I don’t know what to do. 

Reality Check

For the past month or so I have been experiencing chest pains. I’m not one to go the doctors over the slightest thing. I hate to think that I am wasting time of an already stretched NHS. 

But this week it became even worse. The pain has been more intense and more frequent. I am stopping more during classes at the gym which is massively frustrating. It is a struggle to get enough oxygen into my lungs and my chest feels so sore. The past few days I have had intense heartburn and it hurts to swallow food. 

I managed to get a doctors appointment this morning. The GP I saw was lovely. He listened to me and checked my lungs, blood pressure and heart. He said that I The doctor said I have costochondritis which is inflammation of the cartilage that joins my ribs to my sternum. All I can do is take it easy at the gym and take ibuprofen. 

The main reason I ended up going the doctors is that my grandad has Oesophageal cancer. He had been experiencing the symptoms for around two years. On finding this out yesterday, it gave me a kick up the arse to get myself checked out. I am so grateful and relieved that it is nothing as life changing as what my grandad will have to go through. 

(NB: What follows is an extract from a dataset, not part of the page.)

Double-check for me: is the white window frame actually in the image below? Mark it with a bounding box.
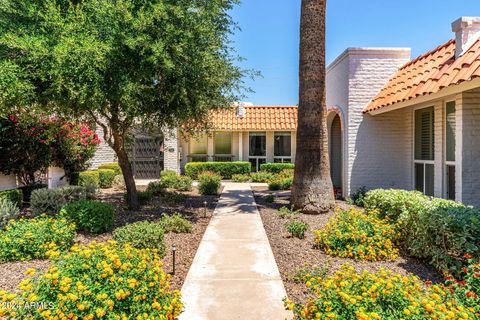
[412,102,435,194]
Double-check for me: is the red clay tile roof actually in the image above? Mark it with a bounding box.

My lovely grandad will have to put on weight as he is malnourished from not being able to eat. He has to have a bit of chemo and then have an operation to remove the tumour. He will be in hospital for two weeks and will have more chemo after that. 

It breaks my heart to know what my grandad will go through. He is such a lovely, kind and caring man.  My grandad has been so positive about it all though and has accepted what lies ahead. So if he can accept it then I can too. 

Let people in

If there was one thing I would tell anyone who has anxiety or depression it is the three words above. 

I had such a good day with my friend yesterday. We shopped, we had coffee, we ate good food and we talked. Conversations were about everything and anything from the mundane to the serious.  At one point I briefly mentioned how ill I have been; not working, struggling to get out of bed each morning, being under the crisis team etc. 

My friend said she would never let me get to that point again. She used the phrase, “I would kick your arse if that happened again”.  This is exactly what I need. A friend who won’t let me stay at rock bottom but instead will listen and encourage me to keep going. 

It has taken me a long time to see the importance of letting people in. I was a firm believer in shutting myself off and not allowing others to know I was struggling. It was a sign of weakness to tell others that I wasn’t coping. But this doesn’t help. It just prolongs my mental suffering.

It’s important to know who you can let in. Mental illness can bring out the best and worst in those around you. I was convinced that I would never have good friends again. But I have some amazing friends. All because I opened up and let them in.